Dei resto, guadagnare ghirlande negli agoni è ereditario nella famiglia di Teèo. Tràsiclo e Antia, suoi zii materni, riportarono vittorie nei giuochi d’Argo (sotto la rocca di Preto), di Corinto, a Nemea (presso i Cleoni che agiudicarono i premî in queste gare) in Sicione, in Pellene, a Clítore, a Tegèa, sotto il Linceo, e in altre città d’Argo (46-62).

Ne è da meravigliare: ché ospiti del loro avolo Panfao furono i due figli di Giove, Castore e Polluce, patroni di tutti i ludi ginnici e guerreschi (63-69).

Mito di Castore e Polluce, che vivono alternamente, un giorno in cielo, uno nelle sotterranee grotte di Terapne. Quando essi rubarono i bovi dei figli di Afarete, Ida e Linceo, questi uccisero Càstore: Polluce, accorso alla riscossa, uccise loro, e Giove inoltre li incenerì con un folgore.
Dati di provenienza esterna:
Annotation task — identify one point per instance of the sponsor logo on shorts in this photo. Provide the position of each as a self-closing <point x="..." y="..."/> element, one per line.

Castore respirava ancora; e Polluce lo salvò, impetrando da Giove la nota grazia.

La data di questa ode è incerta. Notevoli sono i particolari intorno ai premi degli agoni: e di grandissimo effetto la chiusa, con le prime parole che escono dal labbro di Castore, tornato a vita dall’amore fraterno.